Tuesday, November 8, 2011

Initiative 26

Initiative 26 would define personhood as "every human being from the moment of fertilization, cloning or the functional equivalent thereof."

As we speak (or as I type) the state of Mississippi is voting on passing the above initiative to redefine person hood in the States constitution.

The reason this particular initiative is so scary is that it legitimizes the idea that women are not people. The tactic of extending legal protection to embryos at the instant of conception isn't new and Mississippi isn't the only state where the concept has gone to ballot.

The Atlantic reports that this initiative doesn't only outlaw abortion but would ban several types of birth control in a state that already has the poorest and least educated population as well.

Roberto Garcia-Jones, a legal analyst for the measure's main sponsor, Personhood USA, claims that the amendment won't go as far as its opponents say it does. He says that the bill only defines "personhood" within the context of existing laws and doesn't contain any call for enforcement or changes to existing laws. According to Garcia-Jones, the ballot initiative would allow Mississippi's legislature to make laws against abortion that carry penalties -- laws that he believes would pass quickly. The Mississippi legislature will pass "abortion-targeted legislation," he predicts, and leave birth control formally alone.

Mississippi voters today are casting ballots for and against Constitutional Initiative 26, the so-called "personhood" amendment to the state constitution seeking to define life "to include every human being from the moment of fertilization, cloning, or the equivalent thereof." Opponents of the measure warn it would outlaw not only abortion but several forms of birth control, plunging one of America's poorest and least-educated states back into the 1950s on the reproductive rights front and opening a pathway for other states to completely outlaw abortion. A close vote is expected and controversy over the measure has reached such a pitch in the state that Mississippi governor Haley Barbour said that "despite concerns" he'd cast an absentee ballot in favor of the measure last Thursday.

Mississippi has only one operating abortion clinic in the state. The Center for Reproductive Rights has pledged to file suit against the amendment. The organization notes that it "clearly violates the constitution."

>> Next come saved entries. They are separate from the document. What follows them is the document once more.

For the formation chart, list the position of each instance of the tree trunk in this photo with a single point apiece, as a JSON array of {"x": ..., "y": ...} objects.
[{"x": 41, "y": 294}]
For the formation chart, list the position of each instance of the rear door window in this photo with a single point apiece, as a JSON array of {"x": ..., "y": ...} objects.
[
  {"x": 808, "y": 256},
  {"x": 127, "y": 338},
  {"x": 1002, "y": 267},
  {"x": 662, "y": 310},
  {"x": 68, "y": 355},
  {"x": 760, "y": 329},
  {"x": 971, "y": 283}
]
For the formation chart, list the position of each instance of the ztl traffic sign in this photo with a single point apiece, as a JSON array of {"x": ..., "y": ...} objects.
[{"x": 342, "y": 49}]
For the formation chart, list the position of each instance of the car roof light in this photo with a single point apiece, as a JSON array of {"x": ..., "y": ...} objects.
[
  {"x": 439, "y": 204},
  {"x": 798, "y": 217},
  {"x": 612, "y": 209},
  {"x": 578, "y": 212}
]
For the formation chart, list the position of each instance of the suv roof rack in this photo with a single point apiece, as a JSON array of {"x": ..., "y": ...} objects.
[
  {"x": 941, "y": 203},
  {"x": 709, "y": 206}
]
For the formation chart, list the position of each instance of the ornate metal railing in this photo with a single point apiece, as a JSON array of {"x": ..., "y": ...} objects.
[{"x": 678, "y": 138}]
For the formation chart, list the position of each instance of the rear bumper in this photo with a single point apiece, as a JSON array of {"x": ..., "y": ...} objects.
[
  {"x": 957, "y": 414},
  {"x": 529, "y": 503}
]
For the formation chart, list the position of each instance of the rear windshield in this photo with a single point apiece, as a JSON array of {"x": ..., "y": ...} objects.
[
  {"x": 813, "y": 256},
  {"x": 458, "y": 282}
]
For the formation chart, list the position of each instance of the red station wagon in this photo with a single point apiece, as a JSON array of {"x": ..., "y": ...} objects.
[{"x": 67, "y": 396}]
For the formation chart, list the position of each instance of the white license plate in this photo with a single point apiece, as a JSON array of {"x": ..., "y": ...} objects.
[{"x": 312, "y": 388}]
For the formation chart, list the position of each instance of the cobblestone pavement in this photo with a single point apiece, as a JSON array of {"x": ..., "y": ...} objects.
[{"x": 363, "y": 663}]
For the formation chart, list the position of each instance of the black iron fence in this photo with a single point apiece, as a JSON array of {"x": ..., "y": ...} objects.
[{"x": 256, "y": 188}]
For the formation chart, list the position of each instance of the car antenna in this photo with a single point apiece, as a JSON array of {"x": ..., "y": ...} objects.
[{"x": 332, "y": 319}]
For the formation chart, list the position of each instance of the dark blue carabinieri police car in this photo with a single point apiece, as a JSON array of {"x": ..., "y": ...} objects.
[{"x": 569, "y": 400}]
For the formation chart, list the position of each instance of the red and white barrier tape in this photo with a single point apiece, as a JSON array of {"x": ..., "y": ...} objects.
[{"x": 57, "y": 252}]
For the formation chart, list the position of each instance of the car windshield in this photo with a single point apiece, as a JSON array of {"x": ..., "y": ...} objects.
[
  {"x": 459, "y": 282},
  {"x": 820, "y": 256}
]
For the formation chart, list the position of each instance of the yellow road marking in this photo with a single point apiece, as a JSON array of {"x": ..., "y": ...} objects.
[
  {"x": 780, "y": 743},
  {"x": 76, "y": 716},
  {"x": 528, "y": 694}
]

The country already is moving toward a nation that doesn't support women reproductive health but the ramifications of stripping funding and passing legislation that restricts reproductive health is dangerous to the overall health of women too.

Mississippi wants to move backwards and it wants to do it now. The trends are scary and the elections of 2012 are rapidly approaching. The anti-choice movement seeks to slowly erode the reproductive rights that women fought so hard for. The victories sought by the anti-choice is simply dehumanizing women and banning any freedom we have to control our on reproductive rights.